India is at risk of a supply and demand mismatch for solar equipment if domestic PV manufacturers are unable to meet the quantity and quality required by project developers, Fitch Solutions has warned.
With new duties due to come into effect from 1 April 2022 and policies on solar equipment imports becoming stricter, domestic manufacturers will need to accelerate their manufacturing quantity and product quality, the consultancy said in a new report.
India removed its safeguard duty on solar cells and modules from markets including China and Malaysia last July, meaning the country currently has no tax duties on solar equipment. However, this will change in April, when a basic customs duty of 25% for solar cells and 40% for modules will be introduced, providing a boost for domestic manufacturers.
“While this is largely a positive step to spur the development of solar manufacturing capabilities in India, the market might not be ready for such an aggressive push yet,” Fitch said.
The consultancy said it believes that the government’s upcoming tax duties and ban on imports of certain solar equipment will be met with more opposition as domestic manufacturing “will not be ready for an aggressive push”.

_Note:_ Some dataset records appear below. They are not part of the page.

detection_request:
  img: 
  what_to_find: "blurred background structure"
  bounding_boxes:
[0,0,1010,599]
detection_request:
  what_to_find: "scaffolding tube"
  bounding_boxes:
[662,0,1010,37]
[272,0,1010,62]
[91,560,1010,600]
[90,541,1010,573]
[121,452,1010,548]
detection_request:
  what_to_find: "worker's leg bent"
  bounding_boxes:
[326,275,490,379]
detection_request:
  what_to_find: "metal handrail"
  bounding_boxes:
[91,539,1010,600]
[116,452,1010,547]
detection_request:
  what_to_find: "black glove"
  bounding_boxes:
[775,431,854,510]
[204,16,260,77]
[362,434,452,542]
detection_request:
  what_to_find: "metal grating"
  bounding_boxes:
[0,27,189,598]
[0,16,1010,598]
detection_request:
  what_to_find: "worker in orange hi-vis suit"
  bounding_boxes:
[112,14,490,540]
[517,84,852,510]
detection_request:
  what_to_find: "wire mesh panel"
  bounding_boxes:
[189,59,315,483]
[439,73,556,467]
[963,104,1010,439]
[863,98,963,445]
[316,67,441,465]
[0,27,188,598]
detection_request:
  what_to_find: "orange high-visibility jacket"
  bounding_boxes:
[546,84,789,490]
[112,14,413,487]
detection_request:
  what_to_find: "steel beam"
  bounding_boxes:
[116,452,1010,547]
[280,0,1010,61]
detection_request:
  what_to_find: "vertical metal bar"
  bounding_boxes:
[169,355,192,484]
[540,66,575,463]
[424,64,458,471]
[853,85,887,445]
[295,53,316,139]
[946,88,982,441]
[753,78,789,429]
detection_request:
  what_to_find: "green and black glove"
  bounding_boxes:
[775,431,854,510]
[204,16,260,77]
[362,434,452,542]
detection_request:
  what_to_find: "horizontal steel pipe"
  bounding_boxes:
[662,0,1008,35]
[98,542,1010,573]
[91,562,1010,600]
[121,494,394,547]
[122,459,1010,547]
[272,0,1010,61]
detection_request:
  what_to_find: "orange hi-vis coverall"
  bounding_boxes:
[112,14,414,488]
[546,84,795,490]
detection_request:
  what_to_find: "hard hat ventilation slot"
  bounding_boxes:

Solar deployment in India has been historically dependent on solar imports from China, Malaysia, Thailand and Vietnam, which have all had duties imposed on their module and cell imports in recent years. Despite these taxes, project developers have continued to choose the imported equipment “due to a belief that imported panels are better in quality”, Fitch said.
Last year India imported more than 80% of its solar cells (unassembled) from China, amounting to around 604 million units. It remains to be seen whether domestic manufacturers can match this amount, according to Fitch.
As of November, India’s annual module manufacturing capacity was 8.8GW, while cell manufacturing capacity stood at 2.5GW.
As part of efforts to boost reduce the country’s reliance on foreign PV equipment imports, the government is carrying out a production-linked incentive (PLI) scheme to support companies that set up integrated solar manufacturing plants.
Having been heavily oversubscribed – 18 bidders submitted 54.8GW of applications – the PLI programme is set to be expanded, with a petition to sanction additional funds approved in principle by the government, minister of new and renewable energy, RK Singh, said in November.
Despite a potential lack of domestic manufacturing capacity, Fitch said the upcoming import duties will reduce India’s vulnerability to supply chain disruptions and subsequent project delays. Additionally, the Ministry of New and Renewable Energy is said to have set in place quality assurance processes for solar manufacturing to ensure that domestic solar panels meet quality standards set by the International Electrotechnical Commission.
In terms of solar deployment, Fitch said the market has been boosted by favourable responses to recent tenders and strong interest from project developers, with the consultancy forecasting solar power capacity to increase by an annual average of 11% from 59GW in 2022 to 140GW in 2031.